It’s not built in which is annoying, but it’s really just 2 minutes of work. Add this to a file called search.f90:

subroutine find_first(needle, haystack, haystack_length, index)
    implicit none
    integer, intent(in) :: needle
    integer, intent(in) :: haystack_length
    integer, intent(in), dimension(haystack_length) :: haystack
!f2py intent(inplace) haystack
    integer, intent(out) :: index
    integer :: k
    index = -1
    do k = 1, haystack_length
        if (haystack(k)==needle) then
            index = k - 1
            exit
        endif
    enddo
end

If you’re looking for something other than integer, just change the type. Then compile using:

f2py -c -m search search.f90

after which you can do (from Python):

import search
print(search.find_first.__doc__)
a = search.find_first(your_int_needle, your_int_array)

回答 3

您可以使用array.tostring(),然后使用find()方法将布尔数组转换为Python字符串:

(array==item).tostring().find('\x01')

但是,这确实涉及到复制数据,因为Python字符串需要是不可变的。一个优点是您还可以通过查找以下内容来搜索例如上升沿\x00\x01

You can convert a boolean array to a Python string using array.tostring() and then using the find() method:

(array==item).tostring().find('\x01')

This does involve copying the data, though, since Python strings need to be immutable. An advantage is that you can also search for e.g. a rising edge by finding \x00\x01


回答 4

在排序数组的情况下np.searchsorted工作。

In case of sorted arrays np.searchsorted works.


回答 5

我认为您遇到了一个问题,在此问题上,可以使用其他方法和一些先验知识来真正帮助您。您有X概率在数据的前Y个百分比中找到答案的情况。希望将问题分解为幸运的事物,然后在python中使用嵌套列表理解或类似的方法进行处理。

使用ctypes编写C函数来实现这种蛮力也并不难。

我一起砍的C代码(index.c):

long index(long val, long *data, long length){
    long ans, i;
    for(i=0;i<length;i++){
        if (data[i] == val)
            return(i);
    }
    return(-999);
}

和python:

# to compile (mac)
# gcc -shared index.c -o index.dylib
import ctypes
lib = ctypes.CDLL('index.dylib')
lib.index.restype = ctypes.c_long
lib.index.argtypes = (ctypes.c_long, ctypes.POINTER(ctypes.c_long), ctypes.c_long)

import numpy as np
np.random.seed(8675309)
a = np.random.random_integers(0, 100, 10000)
print lib.index(57, a.ctypes.data_as(ctypes.POINTER(ctypes.c_long)), len(a))

我得到92。

将python包装成适当的函数,然后就可以了。

对于这个种子,C版本要快很多(〜20倍)(警告我使用timeit不好)

import timeit
t = timeit.Timer('np.where(a==57)[0][0]', 'import numpy as np; np.random.seed(1); a = np.random.random_integers(0, 1000000, 10000000)')
t.timeit(100)/100
# 0.09761879920959472
t2 = timeit.Timer('lib.index(57, a.ctypes.data_as(ctypes.POINTER(ctypes.c_long)), len(a))', 'import numpy as np; np.random.seed(1); a = np.random.random_integers(0, 1000000, 10000000); import ctypes; lib = ctypes.CDLL("index.dylib"); lib.index.restype = ctypes.c_long; lib.index.argtypes = (ctypes.c_long, ctypes.POINTER(ctypes.c_long), ctypes.c_long) ')
t2.timeit(100)/100
# 0.005288000106811523

I think you have hit a problem where a different method and some a priori knowledge of the array would really help. The kind of thing where you have a X probability of finding your answer in the first Y percent of the data. The splitting up the problem with the hope of getting lucky then doing this in python with a nested list comprehension or something.

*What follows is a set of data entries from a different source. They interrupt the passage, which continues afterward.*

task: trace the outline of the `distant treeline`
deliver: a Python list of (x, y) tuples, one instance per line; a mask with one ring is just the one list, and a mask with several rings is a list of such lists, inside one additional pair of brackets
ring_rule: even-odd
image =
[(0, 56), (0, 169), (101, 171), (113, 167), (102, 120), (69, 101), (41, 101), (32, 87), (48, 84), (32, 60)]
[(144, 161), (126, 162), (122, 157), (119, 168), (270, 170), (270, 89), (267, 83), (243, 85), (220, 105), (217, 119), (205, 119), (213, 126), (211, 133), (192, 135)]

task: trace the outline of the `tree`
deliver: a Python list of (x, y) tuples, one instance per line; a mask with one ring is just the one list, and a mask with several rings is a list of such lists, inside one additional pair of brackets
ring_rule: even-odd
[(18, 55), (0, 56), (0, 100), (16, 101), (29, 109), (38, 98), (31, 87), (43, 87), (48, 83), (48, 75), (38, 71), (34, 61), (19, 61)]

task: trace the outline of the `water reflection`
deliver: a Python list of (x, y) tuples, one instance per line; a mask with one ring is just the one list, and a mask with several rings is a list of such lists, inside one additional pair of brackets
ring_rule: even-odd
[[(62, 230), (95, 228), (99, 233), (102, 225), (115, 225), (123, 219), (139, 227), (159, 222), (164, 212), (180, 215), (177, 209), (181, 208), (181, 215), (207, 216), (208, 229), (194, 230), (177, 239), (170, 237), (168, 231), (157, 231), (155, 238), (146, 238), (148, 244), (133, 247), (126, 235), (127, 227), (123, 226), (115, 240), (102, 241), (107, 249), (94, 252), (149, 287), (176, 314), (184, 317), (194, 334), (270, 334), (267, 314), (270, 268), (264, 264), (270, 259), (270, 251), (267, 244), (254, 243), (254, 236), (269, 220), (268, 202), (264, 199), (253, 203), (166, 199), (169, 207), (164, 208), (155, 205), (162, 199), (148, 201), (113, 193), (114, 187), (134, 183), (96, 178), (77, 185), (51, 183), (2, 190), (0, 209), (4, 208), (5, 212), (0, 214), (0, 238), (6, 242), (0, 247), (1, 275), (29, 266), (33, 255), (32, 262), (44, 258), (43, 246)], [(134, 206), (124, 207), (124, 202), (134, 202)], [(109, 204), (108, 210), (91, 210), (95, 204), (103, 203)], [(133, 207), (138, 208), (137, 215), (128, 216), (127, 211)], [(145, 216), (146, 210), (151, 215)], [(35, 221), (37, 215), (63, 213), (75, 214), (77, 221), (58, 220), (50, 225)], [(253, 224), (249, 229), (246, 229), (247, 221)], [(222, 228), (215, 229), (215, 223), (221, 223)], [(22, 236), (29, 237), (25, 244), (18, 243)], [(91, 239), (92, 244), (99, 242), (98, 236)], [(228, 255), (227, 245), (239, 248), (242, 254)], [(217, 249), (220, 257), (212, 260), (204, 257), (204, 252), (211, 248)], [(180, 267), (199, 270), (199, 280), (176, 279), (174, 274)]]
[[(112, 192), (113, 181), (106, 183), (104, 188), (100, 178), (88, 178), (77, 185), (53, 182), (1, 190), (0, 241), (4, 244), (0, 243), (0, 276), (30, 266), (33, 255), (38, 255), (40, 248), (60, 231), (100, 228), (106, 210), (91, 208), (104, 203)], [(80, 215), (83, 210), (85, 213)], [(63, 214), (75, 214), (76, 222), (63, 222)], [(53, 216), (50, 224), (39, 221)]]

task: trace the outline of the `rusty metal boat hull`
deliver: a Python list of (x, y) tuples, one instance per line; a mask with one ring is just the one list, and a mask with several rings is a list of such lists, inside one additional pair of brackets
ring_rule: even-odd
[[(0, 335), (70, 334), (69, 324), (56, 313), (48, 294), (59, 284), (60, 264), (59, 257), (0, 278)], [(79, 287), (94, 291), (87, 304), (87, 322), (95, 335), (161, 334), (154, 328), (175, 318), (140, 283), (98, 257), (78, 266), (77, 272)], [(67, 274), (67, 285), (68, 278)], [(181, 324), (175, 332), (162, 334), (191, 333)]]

Writing a C function to do this brute force isn’t too hard using ctypes either.

The C code I hacked together (index.c):

long index(long val, long *data, long length){
    long ans, i;
    for(i=0;i<length;i++){
        if (data[i] == val)
            return(i);
    }
    return(-999);
}

and the python:

# to compile (mac)
# gcc -shared index.c -o index.dylib
import ctypes
lib = ctypes.CDLL('index.dylib')
lib.index.restype = ctypes.c_long
lib.index.argtypes = (ctypes.c_long, ctypes.POINTER(ctypes.c_long), ctypes.c_long)

import numpy as np
np.random.seed(8675309)
a = np.random.random_integers(0, 100, 10000)
print lib.index(57, a.ctypes.data_as(ctypes.POINTER(ctypes.c_long)), len(a))

and I get 92.

Wrap up the python into a proper function and there you go.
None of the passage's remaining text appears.